Donna - not sure where you are but many subways meet the 2 and 3. What subways are near you? You would just take it uptown to 72nd Street. It's an express stop (#2 or 3) or a local (#1)


----------



## donnad (Aug 22, 2006)

Snowbody said:


> Donna - not sure where you are but many subways meet the 2 and 3. What subways are near you? You would just take it uptown to 72nd Street. It's an express stop (#2 or 3) or a local (#1)


The "N" train is right near me. Do you know where I can pick it up from the N train? 

Some New Yorker I am!


----------



## Snowbody (Jan 3, 2009)

donnad said:


> The "N" train is right near me. Do you know where I can pick it up from the N train?
> 
> Some New Yorker I am!


:HistericalSmiley::HistericalSmiley: My son has known the transit system since he was about 4. He was even on a local tv piece about his ability. LOL
Sent you an e-mail. You just take the N to 42nd Street and transfer to the #2, #3 or #1. It should take you about an hour from Brooklyn.:w00t:


----------



## Johita (Jul 10, 2009)

Donna, you can also transfer from the N to the 2 or 3 on Atlantic Avenue-Pacific stop.


----------



## mfa (Oct 5, 2009)

ohhhh, wish we could go!!
now Pearlan is mad at me for not flying up this weekend!:angry:


----------



## Snowbody (Jan 3, 2009)

Johita said:


> Donna, you can also transfer from the N to the 2 or 3 on Atlantic Avenue-Pacific stop.
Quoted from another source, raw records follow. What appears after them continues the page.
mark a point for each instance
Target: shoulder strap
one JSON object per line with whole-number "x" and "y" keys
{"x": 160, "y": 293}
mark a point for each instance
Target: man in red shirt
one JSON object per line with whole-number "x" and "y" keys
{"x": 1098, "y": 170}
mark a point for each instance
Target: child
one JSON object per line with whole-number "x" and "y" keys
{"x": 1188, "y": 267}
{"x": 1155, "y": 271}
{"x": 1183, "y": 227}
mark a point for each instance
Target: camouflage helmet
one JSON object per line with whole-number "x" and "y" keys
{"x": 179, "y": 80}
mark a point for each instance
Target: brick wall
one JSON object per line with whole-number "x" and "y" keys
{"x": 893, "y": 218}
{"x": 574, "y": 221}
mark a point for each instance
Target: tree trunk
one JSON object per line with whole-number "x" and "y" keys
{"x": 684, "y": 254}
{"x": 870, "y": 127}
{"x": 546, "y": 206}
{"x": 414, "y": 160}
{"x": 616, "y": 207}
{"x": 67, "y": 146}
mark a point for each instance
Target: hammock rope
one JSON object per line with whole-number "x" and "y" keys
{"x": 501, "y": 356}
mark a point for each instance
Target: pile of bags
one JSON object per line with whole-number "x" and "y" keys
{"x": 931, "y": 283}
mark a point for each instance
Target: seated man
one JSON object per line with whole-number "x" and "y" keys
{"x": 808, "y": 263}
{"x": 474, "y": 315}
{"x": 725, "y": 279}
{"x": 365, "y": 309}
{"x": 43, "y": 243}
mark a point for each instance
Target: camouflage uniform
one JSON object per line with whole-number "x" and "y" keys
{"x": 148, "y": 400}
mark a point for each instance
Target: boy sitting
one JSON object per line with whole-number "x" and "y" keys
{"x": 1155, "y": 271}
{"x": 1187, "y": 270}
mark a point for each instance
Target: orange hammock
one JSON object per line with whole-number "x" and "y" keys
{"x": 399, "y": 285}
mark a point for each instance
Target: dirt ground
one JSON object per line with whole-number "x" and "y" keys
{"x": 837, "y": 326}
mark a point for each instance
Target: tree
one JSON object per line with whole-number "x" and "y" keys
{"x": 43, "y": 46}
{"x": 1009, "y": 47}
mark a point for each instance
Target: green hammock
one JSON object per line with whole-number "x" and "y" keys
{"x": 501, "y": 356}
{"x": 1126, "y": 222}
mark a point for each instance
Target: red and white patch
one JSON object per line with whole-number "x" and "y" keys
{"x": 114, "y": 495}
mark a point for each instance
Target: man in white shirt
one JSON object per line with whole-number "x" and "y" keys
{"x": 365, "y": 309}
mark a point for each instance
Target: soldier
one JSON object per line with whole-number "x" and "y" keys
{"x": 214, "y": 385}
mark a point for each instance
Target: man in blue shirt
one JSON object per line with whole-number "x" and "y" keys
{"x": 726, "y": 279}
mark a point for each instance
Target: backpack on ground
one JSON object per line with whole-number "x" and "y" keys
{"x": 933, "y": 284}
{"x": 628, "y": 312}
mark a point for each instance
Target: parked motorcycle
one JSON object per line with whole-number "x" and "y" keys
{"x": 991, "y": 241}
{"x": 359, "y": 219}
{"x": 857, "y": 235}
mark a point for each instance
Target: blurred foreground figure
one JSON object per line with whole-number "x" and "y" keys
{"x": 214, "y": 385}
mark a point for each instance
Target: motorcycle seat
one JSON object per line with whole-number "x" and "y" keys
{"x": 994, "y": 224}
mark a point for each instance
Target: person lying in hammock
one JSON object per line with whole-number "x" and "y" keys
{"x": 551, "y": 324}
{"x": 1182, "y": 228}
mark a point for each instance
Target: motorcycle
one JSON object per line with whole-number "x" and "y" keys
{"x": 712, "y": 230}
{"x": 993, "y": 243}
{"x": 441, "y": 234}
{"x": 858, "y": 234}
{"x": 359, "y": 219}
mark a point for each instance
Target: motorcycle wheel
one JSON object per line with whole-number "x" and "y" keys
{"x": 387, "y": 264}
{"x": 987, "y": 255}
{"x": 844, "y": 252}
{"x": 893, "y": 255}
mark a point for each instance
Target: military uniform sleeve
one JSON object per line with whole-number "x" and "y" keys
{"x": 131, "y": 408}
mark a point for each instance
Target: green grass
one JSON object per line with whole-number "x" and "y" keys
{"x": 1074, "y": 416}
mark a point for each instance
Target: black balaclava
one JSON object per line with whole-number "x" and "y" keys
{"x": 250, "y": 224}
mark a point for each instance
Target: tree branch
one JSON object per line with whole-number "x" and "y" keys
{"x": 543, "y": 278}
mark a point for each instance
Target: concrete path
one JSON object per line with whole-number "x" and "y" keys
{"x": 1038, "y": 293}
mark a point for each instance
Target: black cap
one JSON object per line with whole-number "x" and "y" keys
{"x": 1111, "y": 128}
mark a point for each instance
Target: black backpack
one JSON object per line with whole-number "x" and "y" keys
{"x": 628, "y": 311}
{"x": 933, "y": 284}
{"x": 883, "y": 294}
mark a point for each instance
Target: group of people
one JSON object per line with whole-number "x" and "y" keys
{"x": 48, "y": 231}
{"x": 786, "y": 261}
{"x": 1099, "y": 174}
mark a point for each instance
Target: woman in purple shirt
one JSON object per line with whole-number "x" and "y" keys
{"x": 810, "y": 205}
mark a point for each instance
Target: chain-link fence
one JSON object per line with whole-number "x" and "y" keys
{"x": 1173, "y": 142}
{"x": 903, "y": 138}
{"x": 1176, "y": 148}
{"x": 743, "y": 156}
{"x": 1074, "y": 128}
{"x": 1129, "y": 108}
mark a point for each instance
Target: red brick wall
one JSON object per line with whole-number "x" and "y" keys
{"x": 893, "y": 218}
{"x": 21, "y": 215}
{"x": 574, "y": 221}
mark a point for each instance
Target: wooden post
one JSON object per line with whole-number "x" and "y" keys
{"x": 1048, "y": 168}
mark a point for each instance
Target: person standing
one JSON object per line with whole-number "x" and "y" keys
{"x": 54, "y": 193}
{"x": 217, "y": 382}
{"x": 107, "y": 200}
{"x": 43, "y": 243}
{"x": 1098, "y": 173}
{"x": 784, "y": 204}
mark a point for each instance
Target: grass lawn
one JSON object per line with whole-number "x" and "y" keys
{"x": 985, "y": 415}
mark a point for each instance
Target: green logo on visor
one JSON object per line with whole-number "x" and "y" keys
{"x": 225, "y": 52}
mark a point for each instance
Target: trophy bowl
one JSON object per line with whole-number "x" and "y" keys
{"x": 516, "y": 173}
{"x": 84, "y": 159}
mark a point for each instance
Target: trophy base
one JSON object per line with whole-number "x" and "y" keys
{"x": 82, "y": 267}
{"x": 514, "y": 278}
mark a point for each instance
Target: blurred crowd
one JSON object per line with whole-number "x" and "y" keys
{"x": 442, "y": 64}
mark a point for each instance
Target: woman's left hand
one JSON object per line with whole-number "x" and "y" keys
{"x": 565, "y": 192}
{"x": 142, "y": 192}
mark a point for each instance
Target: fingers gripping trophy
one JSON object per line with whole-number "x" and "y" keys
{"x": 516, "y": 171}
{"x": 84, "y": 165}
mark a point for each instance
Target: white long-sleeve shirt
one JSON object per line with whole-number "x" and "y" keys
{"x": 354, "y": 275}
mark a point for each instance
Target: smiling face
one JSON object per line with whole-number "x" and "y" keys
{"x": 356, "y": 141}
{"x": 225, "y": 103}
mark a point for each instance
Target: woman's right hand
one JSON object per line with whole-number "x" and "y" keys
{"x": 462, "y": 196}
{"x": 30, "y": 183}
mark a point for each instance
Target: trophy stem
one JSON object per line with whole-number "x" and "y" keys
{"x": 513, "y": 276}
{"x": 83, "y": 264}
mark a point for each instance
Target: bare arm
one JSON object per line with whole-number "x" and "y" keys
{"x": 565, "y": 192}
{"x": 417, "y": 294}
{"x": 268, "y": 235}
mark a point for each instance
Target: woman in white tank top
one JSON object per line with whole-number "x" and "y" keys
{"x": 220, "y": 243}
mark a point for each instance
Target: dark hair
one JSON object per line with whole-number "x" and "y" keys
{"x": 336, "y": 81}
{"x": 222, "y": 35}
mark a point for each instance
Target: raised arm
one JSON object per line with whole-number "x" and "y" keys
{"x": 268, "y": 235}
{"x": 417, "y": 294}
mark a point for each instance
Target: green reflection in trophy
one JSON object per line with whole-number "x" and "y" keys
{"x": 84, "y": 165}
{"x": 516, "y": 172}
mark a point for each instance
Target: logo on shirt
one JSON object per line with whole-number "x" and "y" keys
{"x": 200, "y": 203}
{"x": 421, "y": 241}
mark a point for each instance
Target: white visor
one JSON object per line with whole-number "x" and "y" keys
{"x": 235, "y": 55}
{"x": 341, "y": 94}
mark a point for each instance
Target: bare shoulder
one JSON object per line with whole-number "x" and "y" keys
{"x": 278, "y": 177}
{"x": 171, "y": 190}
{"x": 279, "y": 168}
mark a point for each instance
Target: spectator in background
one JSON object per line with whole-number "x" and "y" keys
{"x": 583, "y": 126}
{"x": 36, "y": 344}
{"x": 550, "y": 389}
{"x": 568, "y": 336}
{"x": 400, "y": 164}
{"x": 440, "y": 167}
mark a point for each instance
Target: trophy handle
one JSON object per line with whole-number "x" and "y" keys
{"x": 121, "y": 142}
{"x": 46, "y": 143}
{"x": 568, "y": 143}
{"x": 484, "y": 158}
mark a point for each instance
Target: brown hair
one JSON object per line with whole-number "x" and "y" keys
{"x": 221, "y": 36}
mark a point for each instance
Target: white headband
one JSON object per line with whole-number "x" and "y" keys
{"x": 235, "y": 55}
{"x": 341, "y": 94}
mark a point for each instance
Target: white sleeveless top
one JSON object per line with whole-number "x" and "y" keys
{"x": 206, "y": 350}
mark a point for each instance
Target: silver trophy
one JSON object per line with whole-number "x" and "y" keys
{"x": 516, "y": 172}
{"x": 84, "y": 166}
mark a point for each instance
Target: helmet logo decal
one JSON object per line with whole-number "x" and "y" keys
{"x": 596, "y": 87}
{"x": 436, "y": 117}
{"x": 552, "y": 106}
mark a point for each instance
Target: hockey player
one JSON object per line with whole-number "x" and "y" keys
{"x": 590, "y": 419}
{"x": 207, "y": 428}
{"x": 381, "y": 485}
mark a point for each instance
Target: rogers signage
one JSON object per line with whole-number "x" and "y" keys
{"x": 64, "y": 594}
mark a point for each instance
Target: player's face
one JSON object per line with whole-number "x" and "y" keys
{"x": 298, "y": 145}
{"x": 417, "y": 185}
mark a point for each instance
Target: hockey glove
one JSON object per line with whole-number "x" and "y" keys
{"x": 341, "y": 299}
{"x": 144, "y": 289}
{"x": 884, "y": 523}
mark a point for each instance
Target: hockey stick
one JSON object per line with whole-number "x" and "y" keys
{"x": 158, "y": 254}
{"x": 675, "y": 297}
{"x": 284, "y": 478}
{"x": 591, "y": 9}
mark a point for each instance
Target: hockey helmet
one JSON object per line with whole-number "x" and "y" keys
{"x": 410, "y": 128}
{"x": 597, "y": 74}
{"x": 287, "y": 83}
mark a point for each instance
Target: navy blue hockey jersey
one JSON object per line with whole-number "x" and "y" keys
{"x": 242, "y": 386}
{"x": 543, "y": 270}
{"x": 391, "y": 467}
Edith - I don't think that Donna should do that. I'm pretty sure that I heard that the 2 and 3 won't be running from 34th to Atlantic Avenue this weekend -- those stupid weekend disruptions. So she'd be better of taking the N to 42nd Street and avoiding it.


----------



## Zoe's Mom88 (Apr 25, 2011)

Sue.....was hoping to make it Sunday but it doesn't look good. Really wanted to meet you, Tyler and everyone with their furbabies. :angry:

The weather is suppose to be real nice Sunday. Enjoy!!

I'm looking forward to the next one. :aktion033:


----------



## Snowbody (Jan 3, 2009)

Zoe's Mom88 said:


> Sue.....was hoping to make it Sunday but it doesn't look good. Really wanted to meet you, Tyler and everyone with their furbabies. :angry:
> 
> The weather is suppose to be real nice Sunday. Enjoy!!
> 
> I'm looking forward to the next one. :aktion033:


Barbara - we'll miss you but certainly another time.


----------



## Zoe's Mom88 (Apr 25, 2011)

Snowbody said:


> Barbara - we'll miss you but certainly another time.


We'll miss you too! Yes, another time.


----------



## Snowbody (Jan 3, 2009)

BUMP -
Can anyone else make it? I'm figuring 1:30 on Sunday. If you can PM me your e-mail addresses (if I don't have them already) I can send everyone particulars on the subway and location of the restaurant. Can't wait! And bring your cameras to shoot the fluff flying


----------



## SammieMom (Nov 13, 2010)

Well I am sure going to be thinking of all of you on "Sunday in New York". But I am sure there will be some great photos after. 

Have fun with all those babies in the park!:dothewave:


----------